Total params: 4623362 (17.64 MB)
Trainable params: 4623362 (17.64 MB)
Non-trainable params: 0 (0.00 Byte)
_________________________________________________________________
None
Epoch 1/10
Epoch 2/10
Epoch 3/10
Epoch 4/10
Epoch 5/10
Epoch 6/10
Epoch 7/10
Epoch 8/10
Epoch 9/10
Epoch 10/10
dict_keys(['loss', 'accuracy', 'val_loss', 'val_accuracy'])
Test loss: 0.5763213038444519
Test accuracy: 0.8727830648422241


## 1.6

In [14]:
# Print accuracies
print(f'RNN Accuracy: {rnn_accuracy}')
print(f'RNN Loss: {rnn_score}')
print(f'\nLSTM Accuracy: {lstm_accuracy}')
print(f'LSTM Loss: {lstm_score}')
print(f'\nGRU Accuracy: {gru_accuracy}')
print(f'GRU Score: {gru_score}')
print(f'\nBiLSTM Accuracy: {bilstm_accuracy}')
print(f'BiLSTM Score: {bilstm_score}')


RNN Accuracy: 0.8741165399551392
RNN Loss: 0.537799060344696

LSTM Accuracy: 0.8719829320907593
LSTM Loss: 0.517749547958374

GRU Accuracy: 0.8714495301246643
GRU Score: 0.5579535365104675

BiLSTM Accuracy: 0.8727830648422241
BiLSTM Score: 0.5763213038444519


The RNN model, despite its simplicity and known limitations with long-term dependencies, achieved the highest accuracy. This suggests that for the given dataset and task, the temporal dynamics and sequence processing capability of RNNs were sufficient.

On the other hand, the LSTM, GRU, and BiLSTM models, with more advanced mechanisms to handle long-term dependencies, did not significantly outperform the basic RNN in terms of accuracy. Therefore, this could indicate that the sentiment analysis task for this particular dataset might not require complex handling of long-term dependencies.

In regard to loss scores, the LSTM model has the lowest loss, which can be attributed to its efficient handling of long-term dependencies and its ability to forget irrelevant information through its gating mechanism. However, the slightly higher loss/score in GRU and BiLSTM might indicate a slightly less efficient learning process in this specific context, possibly due to overfitting or the complexity of the models in relation to the dataset.

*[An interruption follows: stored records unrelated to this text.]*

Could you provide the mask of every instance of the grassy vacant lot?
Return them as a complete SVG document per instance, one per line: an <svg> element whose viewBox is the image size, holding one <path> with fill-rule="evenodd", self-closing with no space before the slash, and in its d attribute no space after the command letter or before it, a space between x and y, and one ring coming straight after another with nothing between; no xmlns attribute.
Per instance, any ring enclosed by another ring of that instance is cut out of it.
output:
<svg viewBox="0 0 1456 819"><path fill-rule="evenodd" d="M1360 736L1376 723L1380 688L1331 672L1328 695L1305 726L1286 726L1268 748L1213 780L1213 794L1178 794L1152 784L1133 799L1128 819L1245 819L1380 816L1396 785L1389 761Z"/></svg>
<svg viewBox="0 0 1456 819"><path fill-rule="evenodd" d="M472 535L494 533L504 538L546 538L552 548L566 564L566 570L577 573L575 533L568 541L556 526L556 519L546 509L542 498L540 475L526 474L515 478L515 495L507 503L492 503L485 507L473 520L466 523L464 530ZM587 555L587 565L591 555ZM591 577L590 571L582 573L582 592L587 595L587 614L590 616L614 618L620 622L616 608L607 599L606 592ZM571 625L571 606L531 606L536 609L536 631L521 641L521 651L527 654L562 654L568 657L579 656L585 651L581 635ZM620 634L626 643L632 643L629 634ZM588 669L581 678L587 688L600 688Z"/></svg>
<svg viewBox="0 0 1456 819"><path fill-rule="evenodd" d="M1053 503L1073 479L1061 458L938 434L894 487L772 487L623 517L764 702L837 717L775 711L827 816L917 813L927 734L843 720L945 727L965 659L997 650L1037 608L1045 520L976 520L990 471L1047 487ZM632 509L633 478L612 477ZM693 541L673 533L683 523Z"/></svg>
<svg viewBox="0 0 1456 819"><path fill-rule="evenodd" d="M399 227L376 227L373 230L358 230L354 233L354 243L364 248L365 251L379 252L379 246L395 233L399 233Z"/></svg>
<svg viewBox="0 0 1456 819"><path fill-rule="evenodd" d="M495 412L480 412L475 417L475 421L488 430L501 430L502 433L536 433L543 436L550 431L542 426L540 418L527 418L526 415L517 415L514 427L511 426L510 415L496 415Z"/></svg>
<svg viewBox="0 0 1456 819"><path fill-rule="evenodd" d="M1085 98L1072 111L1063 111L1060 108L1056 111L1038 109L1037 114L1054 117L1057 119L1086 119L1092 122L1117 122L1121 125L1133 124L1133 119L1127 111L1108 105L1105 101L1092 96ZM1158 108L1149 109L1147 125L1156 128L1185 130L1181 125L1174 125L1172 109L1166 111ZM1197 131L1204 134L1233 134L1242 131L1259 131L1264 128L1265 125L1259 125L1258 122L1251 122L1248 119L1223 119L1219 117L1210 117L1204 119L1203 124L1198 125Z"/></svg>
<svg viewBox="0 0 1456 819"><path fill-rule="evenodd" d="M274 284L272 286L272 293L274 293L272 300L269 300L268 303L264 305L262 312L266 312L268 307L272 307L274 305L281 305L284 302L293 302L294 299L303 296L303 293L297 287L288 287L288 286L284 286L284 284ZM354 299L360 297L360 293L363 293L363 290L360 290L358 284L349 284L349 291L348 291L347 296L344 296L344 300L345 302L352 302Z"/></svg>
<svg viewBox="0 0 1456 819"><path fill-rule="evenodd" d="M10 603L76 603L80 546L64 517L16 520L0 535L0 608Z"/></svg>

Overall, the RNN model performed the best in terms of accuracy, which is the primary metric for performance in classification tasks like sentiment analysis. However, the marginal differences in accuracy across all models suggest that all of them were effective to a similar extent for this specific task. The choice of model might therefore depend on factors like training time, complexity, and the specific characteristics of the dataset, such as the length of the input sequences and the importance of capturing long-term dependencies.